Lesson 1: Reading Lesson

Energy in Our Lives

We use energy all the time. Whenever work is done, energy is used.

In fact, energy is defined as the ability to do work. For instance, the amount of force needed to move an object may use up part or all of the available energy.

All activities involve the use of energy. Here are some of the reasons we need energy:

• To use our telephones and computers
  
  
• To heat and light our homes and schools
  
  
• To watch television and movies
  
  
• To fuel our cars, airplanes, and ships
  
  
• To power our factories and businesses
  
  
• To run our appliances and machines
  
  
• To make our food and clothes

Kinetic and Potential Energy

We can divide all energy into two basic types: potential energy and kinetic energy.

Potential energy is stored energy that is waiting to be used. A mousetrap that has been set has potential energy; but if a hungry mouse accidentally trips it, the potential energy is changed into energy in action, known as kinetic energy.

Heat, light, and motion all show that kinetic energy is present and is being used.
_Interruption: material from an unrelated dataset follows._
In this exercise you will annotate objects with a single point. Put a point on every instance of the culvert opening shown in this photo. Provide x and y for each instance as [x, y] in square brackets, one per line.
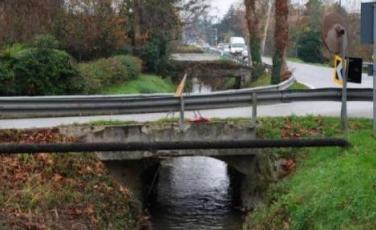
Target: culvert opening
[194, 193]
Potential energy is often harder to detect. It must be changed into kinetic energy before we can use it.

Energy Forms

This photograph shows examples of mechanical energy, which include the river’s flow and the movement of the boater’s paddle. The boater’s body is converting the chemical energy from food into the mechanical energy needed to guide the kayak.

There are many forms of potential and kinetic energy. These include mechanical, radiant, thermal, electrical, chemical, and nuclear.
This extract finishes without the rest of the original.